The model is built for lightweight, on-device language tasks: short chat, instruction following, text rewriting, and summarization. Compared with the earlier SmolLM-135M-Instruct it improved sharply on instruction following, lifting IFEval from 17.2 to 29.9 and MT-Bench from 16.8 to 19.8, with gains on HellaSwag, ARC, and BBH as well. Its knowledge and math remain limited at this size, with GSM8K around 1.4, so it works best on simple, well-scoped prompts rather than open-ended reasoning. Function calling is reserved for the 1.7B variant, not this one.

Running locally

At 135M parameters the model needs roughly 720 MB in its default precision and runs on CPU, which makes it practical for laptops, phones, and other resource-constrained or offline devices. You can load it directly with Hugging Face Transformers, chat with it through the TRL CLI, or run it in the browser via Transformers.js. Quantized GGUF builds from the community (for example via llama.cpp or Ollama) shrink the footprint further for edge deployment.

License

SmolLM2-135M-Instruct is released under the Apache 2.0 license. That allows commercial use, modification, and redistribution, provided the license text and attribution notices are kept. Hugging Face also released the SFT dataset and the fine-tuning recipe, so the training process can be reproduced and extended.

Desktop

macOS

(M1 or better)

Download

Windows

(x64)

Download

Linux

(x86_64)

Download

Frequently asked questions

SmolLM2-135M-Instruct is a 135-million-parameter instruction-tuned language model from Hugging Face's SmolLM2 family. It uses a Llama-style transformer decoder architecture and was fine-tuned with supervised fine-tuning and Direct Preference Optimization on UltraFeedback. It is the smallest of the three SmolLM2 sizes (135M, 360M, 1.7B) and targets on-device chat and text tasks.

Because it has only 135M parameters and a memory footprint of roughly 720 MB in its default precision, SmolLM2-135M-Instruct runs comfortably on CPU and on resource-constrained devices without a dedicated GPU. CPU inference works but generates tokens more slowly than a GPU; a few GB of RAM is enough. Quantized GGUF builds shrink it further for laptops, phones, and edge hardware.

Yes. SmolLM2-135M-Instruct is released under the Apache 2.0 license, which permits free commercial and private use, modification, and redistribution as long as the license and notices are preserved. The weights are openly downloadable from Hugging Face, and Hugging Face also published the training recipe and SFT dataset.

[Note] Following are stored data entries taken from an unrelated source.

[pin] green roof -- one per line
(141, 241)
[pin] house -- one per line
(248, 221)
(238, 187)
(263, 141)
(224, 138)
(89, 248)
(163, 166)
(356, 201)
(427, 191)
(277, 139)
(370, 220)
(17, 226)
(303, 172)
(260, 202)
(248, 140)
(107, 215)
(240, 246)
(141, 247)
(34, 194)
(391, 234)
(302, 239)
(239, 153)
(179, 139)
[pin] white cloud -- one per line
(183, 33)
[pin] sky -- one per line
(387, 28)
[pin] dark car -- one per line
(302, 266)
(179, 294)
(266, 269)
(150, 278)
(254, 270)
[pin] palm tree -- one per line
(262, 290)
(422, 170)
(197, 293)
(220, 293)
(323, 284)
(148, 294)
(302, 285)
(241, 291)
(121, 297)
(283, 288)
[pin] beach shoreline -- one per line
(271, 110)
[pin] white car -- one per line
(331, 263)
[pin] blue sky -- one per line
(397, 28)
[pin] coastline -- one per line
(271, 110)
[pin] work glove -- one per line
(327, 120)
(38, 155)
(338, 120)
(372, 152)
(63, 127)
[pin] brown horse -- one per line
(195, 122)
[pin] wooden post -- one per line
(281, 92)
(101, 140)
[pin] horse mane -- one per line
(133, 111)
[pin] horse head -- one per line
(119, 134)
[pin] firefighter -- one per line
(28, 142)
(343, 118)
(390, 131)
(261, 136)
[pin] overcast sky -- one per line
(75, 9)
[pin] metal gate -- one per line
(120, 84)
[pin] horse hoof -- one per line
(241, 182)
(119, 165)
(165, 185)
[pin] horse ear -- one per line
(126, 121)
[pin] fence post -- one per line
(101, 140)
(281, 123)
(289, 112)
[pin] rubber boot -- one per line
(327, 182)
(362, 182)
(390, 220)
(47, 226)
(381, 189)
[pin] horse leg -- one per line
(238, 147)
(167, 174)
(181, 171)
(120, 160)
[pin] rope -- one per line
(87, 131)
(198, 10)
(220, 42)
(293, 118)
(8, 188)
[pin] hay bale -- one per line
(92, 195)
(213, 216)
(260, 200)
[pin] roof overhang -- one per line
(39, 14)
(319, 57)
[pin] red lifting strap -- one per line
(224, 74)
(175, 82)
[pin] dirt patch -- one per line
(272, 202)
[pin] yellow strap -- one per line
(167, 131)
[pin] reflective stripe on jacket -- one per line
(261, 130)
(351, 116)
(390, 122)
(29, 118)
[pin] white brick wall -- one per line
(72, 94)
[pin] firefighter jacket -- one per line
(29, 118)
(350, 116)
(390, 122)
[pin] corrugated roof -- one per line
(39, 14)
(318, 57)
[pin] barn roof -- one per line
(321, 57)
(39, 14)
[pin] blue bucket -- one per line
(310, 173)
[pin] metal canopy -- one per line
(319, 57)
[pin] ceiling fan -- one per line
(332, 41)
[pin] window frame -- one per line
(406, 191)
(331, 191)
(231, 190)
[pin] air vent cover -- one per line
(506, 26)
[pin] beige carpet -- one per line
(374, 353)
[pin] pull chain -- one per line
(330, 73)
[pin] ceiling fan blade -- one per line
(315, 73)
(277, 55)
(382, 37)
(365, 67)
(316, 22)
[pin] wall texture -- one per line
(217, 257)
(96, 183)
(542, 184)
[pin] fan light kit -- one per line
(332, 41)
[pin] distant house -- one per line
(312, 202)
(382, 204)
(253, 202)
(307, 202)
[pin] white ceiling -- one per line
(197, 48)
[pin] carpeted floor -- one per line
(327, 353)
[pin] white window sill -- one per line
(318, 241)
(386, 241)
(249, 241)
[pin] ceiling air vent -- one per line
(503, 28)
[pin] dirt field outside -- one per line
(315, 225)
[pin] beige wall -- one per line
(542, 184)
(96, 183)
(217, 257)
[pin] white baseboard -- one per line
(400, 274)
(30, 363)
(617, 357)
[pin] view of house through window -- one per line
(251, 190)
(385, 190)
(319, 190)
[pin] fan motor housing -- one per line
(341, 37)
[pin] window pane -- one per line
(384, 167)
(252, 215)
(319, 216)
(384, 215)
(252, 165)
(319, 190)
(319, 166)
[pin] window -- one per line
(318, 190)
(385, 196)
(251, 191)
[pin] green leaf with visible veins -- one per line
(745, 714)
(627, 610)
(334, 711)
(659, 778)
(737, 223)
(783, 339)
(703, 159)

SmolLM2-135M-Instruct supports a context window of 8K tokens, extended from the original 2K during pretraining by adjusting the data mix and the RoPE base. The model primarily understands and generates English; it was not trained for broad multilingual use, so quality drops sharply in other languages.

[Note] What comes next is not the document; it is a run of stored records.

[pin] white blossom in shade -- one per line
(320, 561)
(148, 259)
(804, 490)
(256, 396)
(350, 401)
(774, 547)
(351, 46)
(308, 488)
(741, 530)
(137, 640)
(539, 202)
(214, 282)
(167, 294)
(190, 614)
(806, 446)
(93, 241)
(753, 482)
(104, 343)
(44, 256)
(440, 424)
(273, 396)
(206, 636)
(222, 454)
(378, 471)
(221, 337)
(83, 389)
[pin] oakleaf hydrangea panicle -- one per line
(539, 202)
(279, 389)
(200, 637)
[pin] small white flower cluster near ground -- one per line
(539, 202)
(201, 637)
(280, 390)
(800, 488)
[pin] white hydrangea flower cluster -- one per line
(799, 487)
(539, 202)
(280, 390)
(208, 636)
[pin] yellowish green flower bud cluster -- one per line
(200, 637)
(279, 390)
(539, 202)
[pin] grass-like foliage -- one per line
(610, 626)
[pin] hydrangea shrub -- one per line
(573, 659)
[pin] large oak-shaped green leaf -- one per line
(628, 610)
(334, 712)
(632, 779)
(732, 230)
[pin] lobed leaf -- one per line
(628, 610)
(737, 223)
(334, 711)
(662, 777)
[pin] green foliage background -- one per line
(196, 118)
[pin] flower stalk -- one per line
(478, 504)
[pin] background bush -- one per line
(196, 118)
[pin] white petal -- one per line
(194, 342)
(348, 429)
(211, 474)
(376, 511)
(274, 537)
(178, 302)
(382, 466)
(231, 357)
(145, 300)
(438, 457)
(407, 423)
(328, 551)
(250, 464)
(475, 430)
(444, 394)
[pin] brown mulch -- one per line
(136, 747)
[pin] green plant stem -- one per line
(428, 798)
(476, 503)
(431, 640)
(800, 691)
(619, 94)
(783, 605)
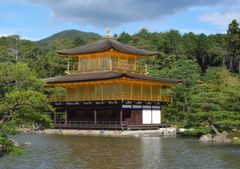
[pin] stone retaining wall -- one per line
(137, 133)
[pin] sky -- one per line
(37, 19)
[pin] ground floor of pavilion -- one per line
(108, 115)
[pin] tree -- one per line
(217, 100)
(22, 102)
(233, 47)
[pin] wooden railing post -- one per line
(95, 116)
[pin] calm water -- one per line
(64, 152)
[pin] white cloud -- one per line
(223, 16)
(118, 12)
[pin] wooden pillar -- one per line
(121, 116)
(95, 116)
(55, 118)
(65, 117)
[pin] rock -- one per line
(222, 138)
(236, 140)
(14, 142)
(27, 143)
(206, 138)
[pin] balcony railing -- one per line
(107, 66)
(110, 97)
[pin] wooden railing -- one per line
(117, 125)
(110, 97)
(91, 124)
(107, 66)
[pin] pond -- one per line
(72, 152)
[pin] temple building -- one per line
(106, 87)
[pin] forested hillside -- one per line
(209, 66)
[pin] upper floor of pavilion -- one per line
(106, 55)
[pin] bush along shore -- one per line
(206, 136)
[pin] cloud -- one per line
(224, 15)
(102, 13)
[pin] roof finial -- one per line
(108, 33)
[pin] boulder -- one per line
(14, 142)
(236, 140)
(222, 138)
(27, 143)
(206, 138)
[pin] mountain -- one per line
(67, 34)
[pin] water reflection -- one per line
(65, 152)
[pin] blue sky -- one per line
(37, 19)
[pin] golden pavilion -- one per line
(107, 87)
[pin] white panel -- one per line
(146, 116)
(156, 116)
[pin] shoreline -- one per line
(165, 132)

It suits lightweight on-device tasks such as basic chat, instruction following, text rewriting, and summarization where privacy or offline operation matters. Its IFEval and MT-Bench scores improved markedly over SmolLM-135M-Instruct, but at 135M parameters it is weak on factual knowledge and math (GSM8K around 1.4), so verify its output and reserve it for simple, constrained tasks rather than open-ended reasoning. Function calling is only available on the larger 1.7B variant.